First step to artificial life: scientists add two new letters to DNA
02 December 2017
In a major step toward creating artificial life, US researchers have developed a living organism that incorporates both natural and artificial DNA and is capable of creating entirely new, synthetic proteins.
The work, published in the journal Nature, brings scientists closer to the development of designer proteins made to order in a laboratory.
Previous work by Floyd Romesberg, a chemical biologist at the Scripps Research Institute in La Jolla, California, showed that it was possible to expand the genetic alphabet of natural DNA beyond its current four letters: adenine (A), cytosine (C), guanine (G) and thymine (T).
As students of science would be aware, DNA is the body's instruction manual. But its language is only written in four letters: A, T, C, and G. RNA, the photocopy of the instructions that the cell actually uses, replaces the Ts with the letter U.
Back in 2014, scientists at the Scripps Research Institute in California, including Romesberg and colleagues, reported that they'd engineered a strain of E coli bacteria whose DNA used a whole new pair of letters, nicknamed X and Y. That same team now reports that they've gotten the bacteria to actually use these new letters.

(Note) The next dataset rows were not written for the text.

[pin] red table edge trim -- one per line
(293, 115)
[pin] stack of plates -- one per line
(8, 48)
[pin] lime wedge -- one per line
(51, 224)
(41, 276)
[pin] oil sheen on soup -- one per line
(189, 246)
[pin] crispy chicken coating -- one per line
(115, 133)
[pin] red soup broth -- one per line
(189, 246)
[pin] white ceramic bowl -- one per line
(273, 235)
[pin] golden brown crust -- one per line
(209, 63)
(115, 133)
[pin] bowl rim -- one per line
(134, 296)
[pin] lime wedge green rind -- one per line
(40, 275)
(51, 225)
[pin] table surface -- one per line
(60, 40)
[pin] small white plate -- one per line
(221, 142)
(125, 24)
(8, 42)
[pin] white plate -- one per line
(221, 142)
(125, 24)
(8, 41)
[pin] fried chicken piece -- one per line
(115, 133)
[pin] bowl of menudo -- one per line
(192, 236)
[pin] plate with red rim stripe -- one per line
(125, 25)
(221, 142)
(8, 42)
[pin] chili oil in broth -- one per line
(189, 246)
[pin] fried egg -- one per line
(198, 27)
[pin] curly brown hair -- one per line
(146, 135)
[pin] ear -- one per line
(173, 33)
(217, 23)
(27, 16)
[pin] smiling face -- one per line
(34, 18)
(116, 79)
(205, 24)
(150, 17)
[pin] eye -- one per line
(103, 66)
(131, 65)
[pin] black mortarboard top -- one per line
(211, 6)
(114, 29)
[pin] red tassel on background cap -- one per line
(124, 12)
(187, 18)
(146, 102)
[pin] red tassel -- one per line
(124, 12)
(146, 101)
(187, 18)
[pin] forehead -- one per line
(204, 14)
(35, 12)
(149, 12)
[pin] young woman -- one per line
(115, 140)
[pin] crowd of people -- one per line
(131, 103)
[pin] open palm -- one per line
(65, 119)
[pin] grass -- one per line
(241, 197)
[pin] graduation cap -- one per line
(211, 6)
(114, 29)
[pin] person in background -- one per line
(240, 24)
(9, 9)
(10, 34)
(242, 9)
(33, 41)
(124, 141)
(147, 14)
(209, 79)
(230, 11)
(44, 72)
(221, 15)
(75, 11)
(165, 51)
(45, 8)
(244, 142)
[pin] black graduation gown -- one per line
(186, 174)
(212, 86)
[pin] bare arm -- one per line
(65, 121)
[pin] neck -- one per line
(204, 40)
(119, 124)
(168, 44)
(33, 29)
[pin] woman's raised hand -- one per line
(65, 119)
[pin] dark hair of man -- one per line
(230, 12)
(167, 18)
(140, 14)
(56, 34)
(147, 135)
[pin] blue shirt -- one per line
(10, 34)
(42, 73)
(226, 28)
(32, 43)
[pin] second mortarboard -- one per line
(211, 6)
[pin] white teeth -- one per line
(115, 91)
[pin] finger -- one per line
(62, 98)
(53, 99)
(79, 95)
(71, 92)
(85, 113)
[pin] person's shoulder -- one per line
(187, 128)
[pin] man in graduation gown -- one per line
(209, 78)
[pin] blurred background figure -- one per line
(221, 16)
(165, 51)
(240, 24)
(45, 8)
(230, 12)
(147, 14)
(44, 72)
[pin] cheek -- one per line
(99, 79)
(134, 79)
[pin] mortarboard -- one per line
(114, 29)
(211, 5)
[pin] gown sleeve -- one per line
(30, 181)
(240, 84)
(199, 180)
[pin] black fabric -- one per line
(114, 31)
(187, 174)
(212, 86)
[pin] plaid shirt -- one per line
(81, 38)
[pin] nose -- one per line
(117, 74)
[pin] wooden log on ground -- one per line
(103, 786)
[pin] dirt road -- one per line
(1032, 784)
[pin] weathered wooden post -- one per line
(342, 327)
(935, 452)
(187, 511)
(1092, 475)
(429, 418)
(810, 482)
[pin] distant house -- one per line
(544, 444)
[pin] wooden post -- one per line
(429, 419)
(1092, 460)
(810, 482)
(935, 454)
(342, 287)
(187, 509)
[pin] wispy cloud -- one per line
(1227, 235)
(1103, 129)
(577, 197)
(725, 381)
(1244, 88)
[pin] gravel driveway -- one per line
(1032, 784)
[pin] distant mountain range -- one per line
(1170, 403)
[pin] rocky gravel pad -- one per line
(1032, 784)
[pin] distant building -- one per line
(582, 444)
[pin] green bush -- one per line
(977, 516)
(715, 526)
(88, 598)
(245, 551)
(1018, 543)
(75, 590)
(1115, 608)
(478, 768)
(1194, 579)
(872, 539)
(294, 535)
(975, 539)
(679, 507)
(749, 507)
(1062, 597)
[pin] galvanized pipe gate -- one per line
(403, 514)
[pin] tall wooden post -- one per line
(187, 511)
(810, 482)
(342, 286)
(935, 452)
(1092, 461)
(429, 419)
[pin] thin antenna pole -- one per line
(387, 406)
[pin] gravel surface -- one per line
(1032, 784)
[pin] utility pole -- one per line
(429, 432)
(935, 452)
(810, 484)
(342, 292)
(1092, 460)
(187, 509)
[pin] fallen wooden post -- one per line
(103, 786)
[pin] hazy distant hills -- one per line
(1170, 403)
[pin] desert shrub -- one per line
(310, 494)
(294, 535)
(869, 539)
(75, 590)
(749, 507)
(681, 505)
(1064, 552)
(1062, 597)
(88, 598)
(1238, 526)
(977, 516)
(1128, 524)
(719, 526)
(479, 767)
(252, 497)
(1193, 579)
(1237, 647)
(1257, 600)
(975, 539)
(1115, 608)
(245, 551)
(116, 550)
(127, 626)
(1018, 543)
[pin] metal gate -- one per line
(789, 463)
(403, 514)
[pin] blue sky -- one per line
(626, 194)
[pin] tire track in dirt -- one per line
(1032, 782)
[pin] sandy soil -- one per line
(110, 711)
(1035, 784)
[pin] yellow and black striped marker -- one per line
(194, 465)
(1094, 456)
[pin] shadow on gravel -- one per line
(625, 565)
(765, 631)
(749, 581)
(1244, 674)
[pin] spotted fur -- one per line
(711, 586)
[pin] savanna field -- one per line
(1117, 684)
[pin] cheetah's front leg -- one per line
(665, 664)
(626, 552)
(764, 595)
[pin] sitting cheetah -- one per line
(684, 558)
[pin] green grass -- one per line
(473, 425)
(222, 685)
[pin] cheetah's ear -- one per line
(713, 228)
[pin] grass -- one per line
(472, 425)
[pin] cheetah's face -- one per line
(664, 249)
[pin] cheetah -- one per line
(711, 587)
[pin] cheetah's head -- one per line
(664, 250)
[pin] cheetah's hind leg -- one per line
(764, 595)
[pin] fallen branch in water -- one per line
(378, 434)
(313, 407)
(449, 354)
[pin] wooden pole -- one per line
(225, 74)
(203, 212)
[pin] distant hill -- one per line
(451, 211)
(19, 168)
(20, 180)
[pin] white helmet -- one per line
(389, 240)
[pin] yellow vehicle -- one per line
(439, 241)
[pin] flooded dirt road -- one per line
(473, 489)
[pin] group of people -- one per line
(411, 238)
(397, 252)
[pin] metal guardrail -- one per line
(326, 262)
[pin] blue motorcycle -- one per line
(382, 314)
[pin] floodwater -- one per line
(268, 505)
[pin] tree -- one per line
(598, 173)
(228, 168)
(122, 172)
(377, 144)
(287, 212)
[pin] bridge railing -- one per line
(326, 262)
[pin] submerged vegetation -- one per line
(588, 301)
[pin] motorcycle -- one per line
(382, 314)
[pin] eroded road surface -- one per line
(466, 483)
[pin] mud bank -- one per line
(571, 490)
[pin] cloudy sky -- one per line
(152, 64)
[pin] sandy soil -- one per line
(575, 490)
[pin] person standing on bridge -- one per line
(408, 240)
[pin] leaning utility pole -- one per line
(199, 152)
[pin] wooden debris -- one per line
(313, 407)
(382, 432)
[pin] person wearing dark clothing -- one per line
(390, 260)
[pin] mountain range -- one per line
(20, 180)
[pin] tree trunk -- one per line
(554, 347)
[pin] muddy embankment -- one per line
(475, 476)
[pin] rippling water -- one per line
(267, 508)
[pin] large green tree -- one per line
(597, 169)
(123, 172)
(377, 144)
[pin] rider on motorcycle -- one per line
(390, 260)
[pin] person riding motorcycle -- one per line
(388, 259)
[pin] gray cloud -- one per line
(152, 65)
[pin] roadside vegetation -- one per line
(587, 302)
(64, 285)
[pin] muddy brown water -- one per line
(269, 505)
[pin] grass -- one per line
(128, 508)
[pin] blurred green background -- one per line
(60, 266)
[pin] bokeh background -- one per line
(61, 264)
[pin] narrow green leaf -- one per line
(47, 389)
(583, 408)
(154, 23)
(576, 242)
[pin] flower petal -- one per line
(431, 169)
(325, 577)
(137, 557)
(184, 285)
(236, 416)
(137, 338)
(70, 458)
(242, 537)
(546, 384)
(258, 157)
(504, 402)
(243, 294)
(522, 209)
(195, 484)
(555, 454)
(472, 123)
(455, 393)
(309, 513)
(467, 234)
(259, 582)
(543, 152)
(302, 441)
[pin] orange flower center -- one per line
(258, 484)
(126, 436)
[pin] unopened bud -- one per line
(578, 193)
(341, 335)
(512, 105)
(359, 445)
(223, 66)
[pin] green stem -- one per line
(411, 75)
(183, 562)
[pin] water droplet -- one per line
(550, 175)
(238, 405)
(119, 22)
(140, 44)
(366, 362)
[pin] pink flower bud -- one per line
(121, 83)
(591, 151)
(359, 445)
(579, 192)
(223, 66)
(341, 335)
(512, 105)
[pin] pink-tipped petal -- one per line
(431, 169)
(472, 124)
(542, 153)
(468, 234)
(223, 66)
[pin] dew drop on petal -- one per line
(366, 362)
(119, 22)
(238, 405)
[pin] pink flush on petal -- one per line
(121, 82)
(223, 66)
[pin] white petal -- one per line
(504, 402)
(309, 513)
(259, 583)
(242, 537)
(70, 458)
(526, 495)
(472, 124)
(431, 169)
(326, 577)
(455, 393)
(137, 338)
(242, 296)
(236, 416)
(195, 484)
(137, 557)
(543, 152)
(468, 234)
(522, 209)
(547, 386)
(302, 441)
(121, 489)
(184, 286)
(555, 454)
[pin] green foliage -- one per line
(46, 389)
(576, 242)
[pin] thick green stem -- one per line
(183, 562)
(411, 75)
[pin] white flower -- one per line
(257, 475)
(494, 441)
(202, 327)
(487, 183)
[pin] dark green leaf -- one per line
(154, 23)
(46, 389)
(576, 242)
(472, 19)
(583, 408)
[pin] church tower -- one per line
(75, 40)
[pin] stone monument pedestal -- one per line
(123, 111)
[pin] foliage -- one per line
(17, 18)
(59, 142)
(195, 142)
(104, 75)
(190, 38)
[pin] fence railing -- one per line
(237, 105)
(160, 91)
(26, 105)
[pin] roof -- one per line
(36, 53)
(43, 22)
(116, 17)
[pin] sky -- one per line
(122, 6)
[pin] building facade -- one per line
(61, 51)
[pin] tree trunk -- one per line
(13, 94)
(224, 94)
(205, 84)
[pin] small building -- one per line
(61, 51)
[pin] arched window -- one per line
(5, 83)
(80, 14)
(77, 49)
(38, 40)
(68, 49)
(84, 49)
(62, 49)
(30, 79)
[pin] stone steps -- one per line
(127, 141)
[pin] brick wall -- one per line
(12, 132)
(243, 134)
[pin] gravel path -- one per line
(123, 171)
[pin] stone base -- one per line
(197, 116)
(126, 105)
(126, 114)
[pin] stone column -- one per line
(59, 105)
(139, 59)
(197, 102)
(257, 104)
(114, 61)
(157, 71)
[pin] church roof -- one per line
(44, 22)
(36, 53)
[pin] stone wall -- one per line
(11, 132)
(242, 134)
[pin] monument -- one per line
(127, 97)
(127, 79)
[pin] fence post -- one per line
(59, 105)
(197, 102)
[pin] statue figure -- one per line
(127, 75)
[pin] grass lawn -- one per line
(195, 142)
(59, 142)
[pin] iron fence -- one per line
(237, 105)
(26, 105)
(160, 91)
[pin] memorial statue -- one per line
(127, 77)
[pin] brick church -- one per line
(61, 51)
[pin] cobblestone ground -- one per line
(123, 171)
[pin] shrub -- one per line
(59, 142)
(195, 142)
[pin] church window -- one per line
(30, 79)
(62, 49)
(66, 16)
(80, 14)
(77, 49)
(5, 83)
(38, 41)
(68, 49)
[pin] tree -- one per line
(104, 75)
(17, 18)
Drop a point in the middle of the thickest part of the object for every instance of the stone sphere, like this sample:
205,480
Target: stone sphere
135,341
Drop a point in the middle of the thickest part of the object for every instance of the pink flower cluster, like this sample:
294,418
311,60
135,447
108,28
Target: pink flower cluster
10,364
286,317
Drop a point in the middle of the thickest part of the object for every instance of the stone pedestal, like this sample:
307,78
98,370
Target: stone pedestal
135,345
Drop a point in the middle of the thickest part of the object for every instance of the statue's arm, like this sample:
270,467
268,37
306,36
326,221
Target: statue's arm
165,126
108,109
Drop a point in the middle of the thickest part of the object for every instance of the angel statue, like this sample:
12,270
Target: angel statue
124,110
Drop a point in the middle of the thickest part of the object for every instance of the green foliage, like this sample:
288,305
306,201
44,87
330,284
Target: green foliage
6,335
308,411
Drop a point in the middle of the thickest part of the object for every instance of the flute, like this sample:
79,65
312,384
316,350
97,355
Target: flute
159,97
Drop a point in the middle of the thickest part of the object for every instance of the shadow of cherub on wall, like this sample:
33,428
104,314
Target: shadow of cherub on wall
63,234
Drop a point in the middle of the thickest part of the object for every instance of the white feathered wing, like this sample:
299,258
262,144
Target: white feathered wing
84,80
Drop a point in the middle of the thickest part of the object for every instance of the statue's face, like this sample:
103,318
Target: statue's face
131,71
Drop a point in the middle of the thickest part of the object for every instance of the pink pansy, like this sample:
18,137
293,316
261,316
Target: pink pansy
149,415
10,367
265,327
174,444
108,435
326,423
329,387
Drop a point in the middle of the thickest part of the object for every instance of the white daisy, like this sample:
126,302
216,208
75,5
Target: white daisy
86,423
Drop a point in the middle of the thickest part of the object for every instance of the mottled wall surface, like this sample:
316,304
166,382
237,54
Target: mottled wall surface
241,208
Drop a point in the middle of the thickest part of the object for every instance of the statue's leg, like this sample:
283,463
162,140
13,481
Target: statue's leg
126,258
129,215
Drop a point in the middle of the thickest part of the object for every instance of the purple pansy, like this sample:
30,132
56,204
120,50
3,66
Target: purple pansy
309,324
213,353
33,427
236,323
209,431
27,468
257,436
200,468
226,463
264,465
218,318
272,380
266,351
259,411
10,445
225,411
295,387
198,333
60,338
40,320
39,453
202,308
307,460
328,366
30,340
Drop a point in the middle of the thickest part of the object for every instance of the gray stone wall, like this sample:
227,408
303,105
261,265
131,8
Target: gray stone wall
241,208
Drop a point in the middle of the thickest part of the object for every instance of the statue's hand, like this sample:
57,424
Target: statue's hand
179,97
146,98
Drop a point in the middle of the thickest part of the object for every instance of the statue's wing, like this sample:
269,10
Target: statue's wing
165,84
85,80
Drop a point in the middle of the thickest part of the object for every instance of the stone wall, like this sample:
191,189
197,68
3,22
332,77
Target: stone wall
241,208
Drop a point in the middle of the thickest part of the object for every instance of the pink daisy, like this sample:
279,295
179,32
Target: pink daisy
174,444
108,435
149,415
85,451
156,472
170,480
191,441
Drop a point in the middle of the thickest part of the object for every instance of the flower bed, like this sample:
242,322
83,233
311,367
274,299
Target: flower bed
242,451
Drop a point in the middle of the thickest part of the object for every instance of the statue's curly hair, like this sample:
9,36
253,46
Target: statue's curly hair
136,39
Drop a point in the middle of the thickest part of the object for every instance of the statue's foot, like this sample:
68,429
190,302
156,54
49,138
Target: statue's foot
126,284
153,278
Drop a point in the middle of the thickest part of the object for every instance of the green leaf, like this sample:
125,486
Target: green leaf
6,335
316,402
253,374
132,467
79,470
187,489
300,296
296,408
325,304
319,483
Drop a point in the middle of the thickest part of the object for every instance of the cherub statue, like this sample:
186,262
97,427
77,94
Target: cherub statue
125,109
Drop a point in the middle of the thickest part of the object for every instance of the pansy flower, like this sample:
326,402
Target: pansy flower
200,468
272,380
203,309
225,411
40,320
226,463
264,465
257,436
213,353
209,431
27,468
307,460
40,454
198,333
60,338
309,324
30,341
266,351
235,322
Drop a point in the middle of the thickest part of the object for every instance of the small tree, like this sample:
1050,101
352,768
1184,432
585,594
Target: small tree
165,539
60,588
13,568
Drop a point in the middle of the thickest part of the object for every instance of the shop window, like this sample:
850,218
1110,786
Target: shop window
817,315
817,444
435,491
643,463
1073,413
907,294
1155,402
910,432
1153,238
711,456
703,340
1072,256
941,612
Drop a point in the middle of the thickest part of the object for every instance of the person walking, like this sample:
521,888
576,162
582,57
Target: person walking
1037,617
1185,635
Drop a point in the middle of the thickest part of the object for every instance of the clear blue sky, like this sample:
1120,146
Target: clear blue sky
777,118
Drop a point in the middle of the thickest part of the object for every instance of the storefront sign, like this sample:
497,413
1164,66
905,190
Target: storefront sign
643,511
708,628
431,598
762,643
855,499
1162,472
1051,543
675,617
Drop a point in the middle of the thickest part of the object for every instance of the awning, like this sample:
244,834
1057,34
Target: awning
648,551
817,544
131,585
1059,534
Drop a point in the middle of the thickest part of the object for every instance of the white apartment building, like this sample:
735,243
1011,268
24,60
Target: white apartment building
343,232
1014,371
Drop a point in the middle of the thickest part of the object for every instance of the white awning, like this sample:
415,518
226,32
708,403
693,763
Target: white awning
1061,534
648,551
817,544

The resulting biological possibilities seem endless.
In the latest work, Romesberg's team has shown that this partially synthetic form of E coli can take instructions from this hybrid genetic alphabet to make new proteins.
''This is the first time ever a cell has translated a protein using something other than G, C, A or T,'' Romesberg said.
Although the actual changes to the organism were small, the feat is significant, he told Reuters in a telephone interview. ''It's the first change to life ever made.''
It's a goal Romesberg has been working toward for the past 20 years. Creating new forms of life, however, is not the main point. Romesberg is interested in using this expanded genetic alphabet to create new types of proteins that can be used to treat disease.
In 2014, he formed a company called Synthorx Inc., which is working on developing new protein-based treatments.
''A lot of proteins that you want to use as drugs get cleared in the kidney very quickly,'' Romesberg said. The new system would allow scientists to attach fat molecules to drugs to keep them in the body longer.
Romesberg is aware that the creation of semi-synthetic organisms might raise concerns of hybrid life forms spreading beyond the lab, but the system they used makes such an escape unlikely.
For example, in natural DNA, base pairs are attracted to each other through the bonding of hydrogen atoms. Romesberg's X and Y bases are attracted through an entirely different process, which prevents them from accidentally bonding with natural bases.
And because cells cannot make their own X and Y without the addition of certain chemicals, the semi-synthetic organisms cannot live outside of a laboratory.
''They can't escape,'' Romesberg said. ''There's no 'Jurassic Park' scenario.''
Still, as Nature puts it, the sky is the limit if the paper is to be taken at its word. ''Thus, the reported semi-synthetic organism is likely to be just the first of a new form of semi-synthetic life that is able to access a broad range of forms and functions not available to natural organisms,'' the paper said.